Sharon repasó las páginas, preguntándose si había algún modo de hacer salir a Tom del apartamento. No paraba de dar vueltas a lo mismo y le amargaba la vida. Le devolvió la carpeta.
—Necesitas más datos.
—Bozhe moi, Sharon. Ya nye durák! ¡Dime algo que no sepa! He buscado y buscado. CLIO ha seguido todas las referencias a Eifelheim que hay en la red.
—Bueno, no todo está en la red —replicó ella—. ¿No hay viejos papeles polvorientos en archivos y almacenes de bibliotecas que nadie ha leído, mucho menos escaneado. Creía que eso era lo que hacíais los historiadores antes de tener ordenadores… Echar raíces junto a estantes polvorientos, quitar telarañas.
—Bueno… —dijo él, dudoso—. Todo lo que no esté on-line puede ser escaneado a petición…
—Eso es si sabes que el documento existe. ¿Y el material que no está catalogado?
Tom frunció los labios y la miró. Asintió lentamente.
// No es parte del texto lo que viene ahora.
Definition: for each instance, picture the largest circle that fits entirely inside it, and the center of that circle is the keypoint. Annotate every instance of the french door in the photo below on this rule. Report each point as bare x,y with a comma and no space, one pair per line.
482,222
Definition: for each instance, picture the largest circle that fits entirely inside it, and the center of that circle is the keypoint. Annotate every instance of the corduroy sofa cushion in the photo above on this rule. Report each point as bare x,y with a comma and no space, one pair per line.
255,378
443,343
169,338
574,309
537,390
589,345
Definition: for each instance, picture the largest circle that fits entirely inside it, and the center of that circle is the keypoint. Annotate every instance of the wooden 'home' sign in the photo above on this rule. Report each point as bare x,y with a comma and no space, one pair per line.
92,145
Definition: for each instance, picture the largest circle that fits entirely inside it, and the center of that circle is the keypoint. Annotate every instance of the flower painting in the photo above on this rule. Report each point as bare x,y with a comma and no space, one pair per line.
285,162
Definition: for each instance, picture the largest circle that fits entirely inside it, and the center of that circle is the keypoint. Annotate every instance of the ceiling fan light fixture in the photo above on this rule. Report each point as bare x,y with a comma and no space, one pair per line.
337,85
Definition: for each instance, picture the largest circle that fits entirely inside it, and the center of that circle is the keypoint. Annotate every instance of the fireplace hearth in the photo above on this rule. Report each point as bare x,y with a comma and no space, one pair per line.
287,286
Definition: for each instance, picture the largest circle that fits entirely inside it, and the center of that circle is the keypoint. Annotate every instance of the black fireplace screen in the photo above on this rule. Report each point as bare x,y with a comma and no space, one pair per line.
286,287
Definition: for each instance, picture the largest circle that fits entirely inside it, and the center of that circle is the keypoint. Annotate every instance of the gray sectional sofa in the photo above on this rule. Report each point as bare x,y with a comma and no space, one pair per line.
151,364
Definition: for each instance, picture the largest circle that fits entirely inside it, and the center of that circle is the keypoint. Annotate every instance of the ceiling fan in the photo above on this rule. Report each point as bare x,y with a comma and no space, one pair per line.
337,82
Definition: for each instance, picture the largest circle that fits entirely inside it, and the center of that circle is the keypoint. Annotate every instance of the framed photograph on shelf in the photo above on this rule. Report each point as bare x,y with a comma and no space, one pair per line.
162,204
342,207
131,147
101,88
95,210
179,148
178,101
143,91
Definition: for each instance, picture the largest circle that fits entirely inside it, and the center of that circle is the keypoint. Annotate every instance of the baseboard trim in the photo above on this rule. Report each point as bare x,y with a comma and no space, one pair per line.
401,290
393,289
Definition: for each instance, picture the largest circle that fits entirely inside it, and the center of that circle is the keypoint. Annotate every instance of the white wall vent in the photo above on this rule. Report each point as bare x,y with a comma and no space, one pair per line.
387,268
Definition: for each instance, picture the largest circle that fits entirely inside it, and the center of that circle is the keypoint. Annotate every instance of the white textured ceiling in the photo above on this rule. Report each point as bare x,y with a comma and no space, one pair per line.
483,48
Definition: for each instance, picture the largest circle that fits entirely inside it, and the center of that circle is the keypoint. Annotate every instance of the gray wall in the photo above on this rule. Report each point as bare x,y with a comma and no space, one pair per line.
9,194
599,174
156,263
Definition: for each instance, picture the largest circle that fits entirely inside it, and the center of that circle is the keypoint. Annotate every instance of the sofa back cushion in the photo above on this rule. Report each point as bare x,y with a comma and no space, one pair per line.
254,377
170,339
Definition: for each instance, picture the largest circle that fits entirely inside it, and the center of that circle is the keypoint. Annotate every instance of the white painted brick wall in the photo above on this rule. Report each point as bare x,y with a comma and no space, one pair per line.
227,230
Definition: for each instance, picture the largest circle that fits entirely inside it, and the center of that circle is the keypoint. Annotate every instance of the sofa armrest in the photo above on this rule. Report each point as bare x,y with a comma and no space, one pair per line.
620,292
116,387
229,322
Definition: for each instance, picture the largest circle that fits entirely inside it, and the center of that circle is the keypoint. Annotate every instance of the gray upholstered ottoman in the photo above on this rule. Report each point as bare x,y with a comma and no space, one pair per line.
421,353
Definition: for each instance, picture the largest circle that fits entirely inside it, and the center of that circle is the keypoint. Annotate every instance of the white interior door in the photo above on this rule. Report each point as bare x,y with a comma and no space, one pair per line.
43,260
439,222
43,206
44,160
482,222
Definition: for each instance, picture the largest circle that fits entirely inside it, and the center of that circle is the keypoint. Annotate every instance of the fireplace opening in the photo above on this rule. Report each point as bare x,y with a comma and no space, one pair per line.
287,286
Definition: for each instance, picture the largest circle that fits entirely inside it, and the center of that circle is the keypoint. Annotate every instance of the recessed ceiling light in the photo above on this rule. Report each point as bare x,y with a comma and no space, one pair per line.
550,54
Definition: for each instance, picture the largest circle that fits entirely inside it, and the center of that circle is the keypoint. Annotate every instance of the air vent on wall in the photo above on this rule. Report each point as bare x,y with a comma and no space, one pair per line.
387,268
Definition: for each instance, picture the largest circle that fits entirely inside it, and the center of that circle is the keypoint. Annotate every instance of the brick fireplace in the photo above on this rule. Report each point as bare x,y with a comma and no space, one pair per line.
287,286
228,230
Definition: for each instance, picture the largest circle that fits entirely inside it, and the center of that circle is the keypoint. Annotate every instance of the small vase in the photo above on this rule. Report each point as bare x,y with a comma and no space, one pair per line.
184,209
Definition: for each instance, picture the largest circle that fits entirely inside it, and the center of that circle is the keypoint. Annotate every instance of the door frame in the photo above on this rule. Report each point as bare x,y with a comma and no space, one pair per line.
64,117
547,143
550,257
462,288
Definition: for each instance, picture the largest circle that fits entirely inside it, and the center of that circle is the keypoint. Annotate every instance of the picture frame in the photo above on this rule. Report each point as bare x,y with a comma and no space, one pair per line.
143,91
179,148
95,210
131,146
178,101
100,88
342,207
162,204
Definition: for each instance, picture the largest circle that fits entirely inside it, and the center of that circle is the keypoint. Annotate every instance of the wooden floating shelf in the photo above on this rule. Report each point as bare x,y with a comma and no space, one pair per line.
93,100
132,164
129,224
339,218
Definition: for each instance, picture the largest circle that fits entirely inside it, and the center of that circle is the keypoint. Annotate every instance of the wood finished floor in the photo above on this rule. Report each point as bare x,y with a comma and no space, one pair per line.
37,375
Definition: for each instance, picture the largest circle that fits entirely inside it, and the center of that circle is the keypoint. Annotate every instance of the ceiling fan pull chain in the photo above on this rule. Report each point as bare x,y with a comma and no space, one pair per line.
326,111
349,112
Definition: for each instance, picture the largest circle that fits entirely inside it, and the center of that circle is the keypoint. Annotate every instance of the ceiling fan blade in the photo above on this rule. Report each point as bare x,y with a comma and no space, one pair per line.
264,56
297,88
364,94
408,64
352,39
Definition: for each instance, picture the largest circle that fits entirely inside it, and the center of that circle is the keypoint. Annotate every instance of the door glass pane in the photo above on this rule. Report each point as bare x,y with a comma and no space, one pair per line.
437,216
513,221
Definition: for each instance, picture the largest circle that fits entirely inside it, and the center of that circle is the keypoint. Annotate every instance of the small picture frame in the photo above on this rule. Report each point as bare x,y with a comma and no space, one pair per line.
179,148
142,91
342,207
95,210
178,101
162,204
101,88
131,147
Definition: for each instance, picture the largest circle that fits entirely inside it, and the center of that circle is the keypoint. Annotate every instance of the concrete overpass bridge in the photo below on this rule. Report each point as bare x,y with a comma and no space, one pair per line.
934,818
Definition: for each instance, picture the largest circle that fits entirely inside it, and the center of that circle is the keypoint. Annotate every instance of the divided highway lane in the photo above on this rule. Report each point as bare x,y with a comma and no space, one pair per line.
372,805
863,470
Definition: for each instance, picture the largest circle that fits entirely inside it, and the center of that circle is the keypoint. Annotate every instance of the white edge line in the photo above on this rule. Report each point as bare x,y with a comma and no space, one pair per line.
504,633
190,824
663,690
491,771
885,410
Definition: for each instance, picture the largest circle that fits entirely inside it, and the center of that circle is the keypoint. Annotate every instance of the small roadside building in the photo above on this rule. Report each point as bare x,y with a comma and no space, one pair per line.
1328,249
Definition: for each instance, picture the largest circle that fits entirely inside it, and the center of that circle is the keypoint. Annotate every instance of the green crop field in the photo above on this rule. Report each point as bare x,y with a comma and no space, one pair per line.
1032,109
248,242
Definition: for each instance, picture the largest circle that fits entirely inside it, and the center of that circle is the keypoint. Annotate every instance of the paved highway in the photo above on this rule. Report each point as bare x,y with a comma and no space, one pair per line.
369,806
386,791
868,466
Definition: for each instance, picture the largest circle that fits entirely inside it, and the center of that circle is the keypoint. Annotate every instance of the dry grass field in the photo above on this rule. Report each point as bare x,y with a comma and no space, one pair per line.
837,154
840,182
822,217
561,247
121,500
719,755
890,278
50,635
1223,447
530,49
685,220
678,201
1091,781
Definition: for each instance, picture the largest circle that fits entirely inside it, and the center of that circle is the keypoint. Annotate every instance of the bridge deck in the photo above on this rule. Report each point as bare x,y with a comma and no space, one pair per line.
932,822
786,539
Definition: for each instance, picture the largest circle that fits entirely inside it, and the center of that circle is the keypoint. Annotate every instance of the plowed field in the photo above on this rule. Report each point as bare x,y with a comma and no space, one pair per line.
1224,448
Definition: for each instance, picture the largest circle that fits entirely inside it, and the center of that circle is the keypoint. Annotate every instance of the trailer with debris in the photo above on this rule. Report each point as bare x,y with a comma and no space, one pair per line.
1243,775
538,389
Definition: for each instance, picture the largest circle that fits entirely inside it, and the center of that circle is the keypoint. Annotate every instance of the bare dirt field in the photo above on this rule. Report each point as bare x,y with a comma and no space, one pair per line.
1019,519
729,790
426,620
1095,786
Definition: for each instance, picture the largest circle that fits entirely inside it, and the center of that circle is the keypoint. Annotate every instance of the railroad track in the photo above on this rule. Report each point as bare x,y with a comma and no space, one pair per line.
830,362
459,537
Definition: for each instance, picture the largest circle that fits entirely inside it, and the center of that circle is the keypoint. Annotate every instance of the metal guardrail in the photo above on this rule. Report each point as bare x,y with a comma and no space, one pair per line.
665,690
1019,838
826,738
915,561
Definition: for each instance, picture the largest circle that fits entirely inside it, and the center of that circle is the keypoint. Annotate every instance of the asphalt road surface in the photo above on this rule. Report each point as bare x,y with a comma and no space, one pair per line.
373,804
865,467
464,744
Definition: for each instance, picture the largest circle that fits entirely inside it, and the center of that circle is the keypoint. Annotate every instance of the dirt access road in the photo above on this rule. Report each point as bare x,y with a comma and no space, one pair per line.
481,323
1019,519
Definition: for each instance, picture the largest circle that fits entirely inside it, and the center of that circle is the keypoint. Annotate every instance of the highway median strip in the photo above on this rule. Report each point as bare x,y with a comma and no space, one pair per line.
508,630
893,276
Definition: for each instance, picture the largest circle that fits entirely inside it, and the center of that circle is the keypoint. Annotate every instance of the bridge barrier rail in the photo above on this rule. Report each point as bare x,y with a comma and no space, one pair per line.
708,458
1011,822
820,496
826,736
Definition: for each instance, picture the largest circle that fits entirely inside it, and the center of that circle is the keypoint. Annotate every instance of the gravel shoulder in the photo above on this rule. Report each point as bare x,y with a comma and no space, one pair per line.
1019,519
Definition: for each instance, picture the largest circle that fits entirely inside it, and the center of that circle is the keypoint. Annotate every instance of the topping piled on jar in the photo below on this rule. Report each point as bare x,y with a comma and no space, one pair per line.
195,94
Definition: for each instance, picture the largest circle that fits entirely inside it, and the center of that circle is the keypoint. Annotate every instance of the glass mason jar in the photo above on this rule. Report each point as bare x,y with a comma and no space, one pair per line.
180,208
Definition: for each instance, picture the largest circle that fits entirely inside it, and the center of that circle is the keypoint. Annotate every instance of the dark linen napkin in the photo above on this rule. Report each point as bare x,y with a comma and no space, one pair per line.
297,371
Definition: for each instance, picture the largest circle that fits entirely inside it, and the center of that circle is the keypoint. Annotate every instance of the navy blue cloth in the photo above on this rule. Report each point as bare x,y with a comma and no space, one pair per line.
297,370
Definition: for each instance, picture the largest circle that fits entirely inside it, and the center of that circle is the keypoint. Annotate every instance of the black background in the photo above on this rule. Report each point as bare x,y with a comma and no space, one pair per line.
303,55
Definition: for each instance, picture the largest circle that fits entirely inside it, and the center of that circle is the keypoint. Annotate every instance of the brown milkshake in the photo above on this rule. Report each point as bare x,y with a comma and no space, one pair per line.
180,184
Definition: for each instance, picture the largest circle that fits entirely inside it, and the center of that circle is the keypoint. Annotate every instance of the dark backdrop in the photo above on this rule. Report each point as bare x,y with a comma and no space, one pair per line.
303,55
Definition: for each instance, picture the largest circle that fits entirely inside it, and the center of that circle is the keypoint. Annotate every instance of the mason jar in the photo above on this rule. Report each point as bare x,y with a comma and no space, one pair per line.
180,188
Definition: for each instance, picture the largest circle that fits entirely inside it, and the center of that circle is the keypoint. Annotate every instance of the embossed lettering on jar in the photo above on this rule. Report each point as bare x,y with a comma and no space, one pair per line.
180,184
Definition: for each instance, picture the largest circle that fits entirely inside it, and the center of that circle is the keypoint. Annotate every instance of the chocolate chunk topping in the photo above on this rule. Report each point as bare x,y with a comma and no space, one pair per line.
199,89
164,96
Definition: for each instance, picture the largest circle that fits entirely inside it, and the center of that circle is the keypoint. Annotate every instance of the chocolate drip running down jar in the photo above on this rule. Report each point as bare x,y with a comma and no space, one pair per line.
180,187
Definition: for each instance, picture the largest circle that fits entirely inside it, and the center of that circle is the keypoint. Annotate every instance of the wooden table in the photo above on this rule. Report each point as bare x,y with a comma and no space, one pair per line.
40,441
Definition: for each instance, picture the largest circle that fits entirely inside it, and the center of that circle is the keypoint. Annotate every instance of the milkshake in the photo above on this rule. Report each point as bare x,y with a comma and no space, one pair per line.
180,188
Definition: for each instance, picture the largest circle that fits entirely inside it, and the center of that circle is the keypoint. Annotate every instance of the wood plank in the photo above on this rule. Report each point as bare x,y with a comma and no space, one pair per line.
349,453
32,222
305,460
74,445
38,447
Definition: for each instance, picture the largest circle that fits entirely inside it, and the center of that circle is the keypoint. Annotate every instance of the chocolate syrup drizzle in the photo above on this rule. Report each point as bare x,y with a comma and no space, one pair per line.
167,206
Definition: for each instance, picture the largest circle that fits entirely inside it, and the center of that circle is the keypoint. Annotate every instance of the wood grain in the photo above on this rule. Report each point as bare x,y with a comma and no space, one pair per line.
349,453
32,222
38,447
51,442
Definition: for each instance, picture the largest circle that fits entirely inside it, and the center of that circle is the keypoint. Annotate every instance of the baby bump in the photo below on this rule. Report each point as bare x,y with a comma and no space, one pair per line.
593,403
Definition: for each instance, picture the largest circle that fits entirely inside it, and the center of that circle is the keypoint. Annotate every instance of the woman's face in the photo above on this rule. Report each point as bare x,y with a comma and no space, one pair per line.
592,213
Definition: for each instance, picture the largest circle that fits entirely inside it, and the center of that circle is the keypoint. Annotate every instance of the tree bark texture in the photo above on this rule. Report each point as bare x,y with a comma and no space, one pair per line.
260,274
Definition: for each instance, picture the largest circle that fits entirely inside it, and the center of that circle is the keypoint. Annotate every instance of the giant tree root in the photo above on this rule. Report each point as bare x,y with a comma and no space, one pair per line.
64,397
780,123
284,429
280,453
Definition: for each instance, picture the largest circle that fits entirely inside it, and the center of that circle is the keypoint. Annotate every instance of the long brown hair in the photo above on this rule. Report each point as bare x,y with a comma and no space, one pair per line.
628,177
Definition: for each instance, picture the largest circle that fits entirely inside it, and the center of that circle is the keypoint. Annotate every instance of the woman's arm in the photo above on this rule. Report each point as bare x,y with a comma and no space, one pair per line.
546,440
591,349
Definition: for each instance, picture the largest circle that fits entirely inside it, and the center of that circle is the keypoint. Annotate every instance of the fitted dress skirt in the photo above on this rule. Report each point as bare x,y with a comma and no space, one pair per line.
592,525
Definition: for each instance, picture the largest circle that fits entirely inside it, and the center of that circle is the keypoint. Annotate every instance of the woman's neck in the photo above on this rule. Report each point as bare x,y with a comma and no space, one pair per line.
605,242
—Había unos cuantos artículos sin importancia —admitió—. En su momento no parecieron demasiado prometedores, pero ahora… Bueno, como dicen: Cantabit vaceus coram latrone viator. —Le sonrió—. «Un hombre sin blanca canta antes que un ladrón» —explicó—. Como yo, ¿qué puede perder?
Se acomodó en su asiento y miró al techo, pellizcándose ausente el labio inferior. Sharon sonrió para sí. Conocía esa costumbre. Tom no estaba mal, pero era como una motocicleta vieja. Había que darle una buena patada para que arrancara.
Más tarde, cuando Tom se marchó a la biblioteca, Sharon advirtió la pantalla de CLIO todavía encendida y suspiró, exasperada. ¿Por qué Tom lo dejaba todo encendido siempre que salía? Ordenadores, luces, aparatos de música, televisores. Dejaba una estela de electrodomésticos en marcha tras de sí dondequiera que fuese.
Cruzó la habitación para apagar el PC, pero se detuvo con el dedo sobre la indicación del camino mientras contemplaba la celdilla vacía. Eifelheim… Un siniestro agujero negro rodeado por una constelación de poblaciones vivas. Algo horrible debía de haber sucedido allí una vez. Algo tan perverso que siete siglos más tarde la gente lo rehuía y había olvidado por qué.
Bruscamente, se apartó de la máquina. «No seas tonta», se dijo. Pero eso le recordó algo que había dicho Tom. Y eso a su vez la hizo dudar. ¿Y si…? Y nada volvió a ser igual.
II. AGOSTO DE 1348
Hora prima, en la conmemoración de Sixto II y sus diáconos
Cuando salió de la iglesia, Dietrich se encontró Oberhochwald hecho un caos: los tejados de paja caídos; los goznes de los postigos sueltos; las ovejas dando vueltas en los rediles y balando a la puerta del prado. Las mujeres gritaban o abrazaban a niños que sollozaban. Los hombres discutían y señalaban. Lorenz Schmidt estaba en la puerta de su fragua, con un martillo en la mano, buscando con los ojos un enemigo a quien golpear.
Dietrich inhaló el olor polvoriento y apremiante del humo. Desde el pórtico, donde podía ver el otro extremo de la aldea, vio techos de paja ardiendo. Más lejos, al otro lado del prado, nubes negras se congregaban sobre el Bosque Grande donde antes había estado el lustroso resplandor. Gregor Mauer, subido a una mesa, en su patio, gritaba y señalaba hacia el molino. Sus hijos, Gregerl y Seybke, corrían cargados con cubos. Theresia Gresch iba de casa en casa, enviando a la gente al arroyo. Al otro lado de la carretera de Oberreid, el puente levadizo del castillo de Manfred se alzó con un crujido de cadenas y un pelotón de soldados bajó corriendo la colina.